The Obama administration is granting itself a three-month exemption from the Obamacare mandate that requires individuals to buy health insurance—even though the exemption, as written into the law itself, was plainly intended to provide forbearance to individual citizens who failed to meet the mandate, not to an incompetent administration that has failed to effectively implement the law.
In July, the administration similarly unilaterally suspended for one year the Obamacare mandate that requires large employers to provide insurance to their workers.
In neither case did President Obama seek congressional action to change the terms of the law--even though Article 1 Section 3 of the Constitution says the president "shall take care that the laws be faithfully executed."
“The Obama administration said Wednesday night that it will give Americans who buy health insurance through the new online marketplaces an extra six weeks to obtain coverage before they incur a penalty,” the Washington Post reported on Thursday.
“The announcement means that those who buy coverage through the exchange will have until March 31 to sign up for a plan, according to an official with the Department of Health and Human Services,” said the Post.
“The law also says that people will be fined only if they do not have coverage for three months in a row,” says the Post.
However, the Patient Protection and Affordable Care Act expressly mandates that individuals “shall” have government-approved health care coverage by January 2014, or else pay a fine. It then extends an exemption to the individual mandate to certain classes of people and also provides exemptions from the Obamacare penalty to individuals under certain circumstances—including those who have a continuous coverage gap of three months or less in any year after the mandate kicks in in January 2014.
The law does not give a three-month exemption to the government.
One problem that could be caused to individuals by the Obama administration saying that the 3-month exemption will be applied to the first three months of 2014--if people cannot sign up because of government incompetence--will be that, under the terms of the law, an individual can only claim the 3-month exemption once in the year. If they truly need it for personal reasons later in 2014, they would not be able to take it.
Last month, the Obama administration rejected legislation approved by the Republican-controlled House and included in a continuing resolution to fund the government that would have authorized the administration to delay implementation of Obamacare for one year. That House-passed delay was not approved by the Democrat-majority Senate and was opposed by President Obama.
Section 5000A of the Patient Protection and Affordable Care Act is entitled “Requirement to Maintain Minimum Essential Coverage.”
It says: “An applicable individual shall for each month beginning after 2013 ensure that the individual, and any dependent of the individual who is an applicable individual, is covered under minimum essential coverage for such month.”

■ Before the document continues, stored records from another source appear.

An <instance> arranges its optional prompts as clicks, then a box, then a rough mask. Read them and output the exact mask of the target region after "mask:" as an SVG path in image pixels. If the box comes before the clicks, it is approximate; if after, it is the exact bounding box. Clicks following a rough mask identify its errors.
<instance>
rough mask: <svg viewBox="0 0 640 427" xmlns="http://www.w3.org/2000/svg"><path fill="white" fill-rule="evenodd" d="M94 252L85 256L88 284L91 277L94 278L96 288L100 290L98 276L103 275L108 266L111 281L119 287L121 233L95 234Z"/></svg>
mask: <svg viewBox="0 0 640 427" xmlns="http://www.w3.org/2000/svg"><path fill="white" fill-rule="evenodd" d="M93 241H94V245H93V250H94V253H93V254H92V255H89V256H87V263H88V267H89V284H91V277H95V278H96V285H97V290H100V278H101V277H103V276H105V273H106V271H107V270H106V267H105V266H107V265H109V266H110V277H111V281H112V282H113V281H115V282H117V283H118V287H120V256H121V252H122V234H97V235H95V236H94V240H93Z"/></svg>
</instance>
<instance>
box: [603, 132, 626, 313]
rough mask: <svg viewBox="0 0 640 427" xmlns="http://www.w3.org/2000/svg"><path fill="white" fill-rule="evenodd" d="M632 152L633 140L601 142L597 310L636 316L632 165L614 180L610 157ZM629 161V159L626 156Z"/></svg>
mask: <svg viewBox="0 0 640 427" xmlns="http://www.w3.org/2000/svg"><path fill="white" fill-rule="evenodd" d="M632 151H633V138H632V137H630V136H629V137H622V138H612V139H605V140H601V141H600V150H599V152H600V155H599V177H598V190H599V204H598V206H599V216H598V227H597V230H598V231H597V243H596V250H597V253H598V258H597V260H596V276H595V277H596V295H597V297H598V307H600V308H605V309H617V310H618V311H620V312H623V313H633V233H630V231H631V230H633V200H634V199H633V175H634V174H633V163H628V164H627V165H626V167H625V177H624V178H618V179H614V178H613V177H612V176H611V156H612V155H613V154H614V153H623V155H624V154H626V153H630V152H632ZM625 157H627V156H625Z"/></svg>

“If an applicable individual fails to meet the requirement of subsection (a) for 1 or more months during any calendar year beginning after 2013, then, except as provided in subsection (d), there is hereby imposed a penalty with respect to the individual in the amount determined under subsection (c).”

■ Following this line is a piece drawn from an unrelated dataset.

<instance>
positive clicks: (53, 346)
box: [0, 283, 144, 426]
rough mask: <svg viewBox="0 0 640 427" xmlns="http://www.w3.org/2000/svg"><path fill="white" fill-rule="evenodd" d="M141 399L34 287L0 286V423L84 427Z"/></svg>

Who is exempted from buying insurance or from paying a penalty if they fail “for one or more months” to do so?
Subsection ( d ) lists the types of persons who are not “applicable individuals” and are thus exempted from the penalty for not having insurance.
These included members of certain “recognized religious” sects, people who are members of a “health care sharing ministry,” “individuals not lawfully present in the United States,” and “incarcerated individuals.”
Subsection ( e ) lists individuals who get “exemptions” from the penalty for not buying the mandated insurance.
These include individuals whose insurance premiums would “exceed 8 percent of such individual’s household income,” “taxpayers with income under 100 percent of poverty line,” “members of Indian tribes,” and individuals the HHS secretary determines “to have suffered a hardship with respect to the capability to obtain coverage under a qualified health plan."
This same subsection of the law—between the exemption for members of Indian tribes and the exemption for “hardships--includes language providing individuals with an exemption from the penalty in “[a]ny month the last day of which occurred during a period in which the applicable individual was not covered by minimum essential coverage for a continuous period of less than 3 months.”
But then the law goes on to say that a person can take this exemption for only one 3 month period in a year:
‘‘(B) SPECIAL RULES.—For purposes of applying this paragraph— (i) the length of a continuous period shall be determined without regard to the calendar years in which months in such period occur, (ii) if a continuous period is greater than the period allowed under subparagraph (A), no exception shall be provided under this paragraph for any month in the period, and (iii) if there is more than 1 continuous period described in subparagraph (A) covering months in a calendar year, the exception provided by this paragraph shall only apply to months in the first of such periods.”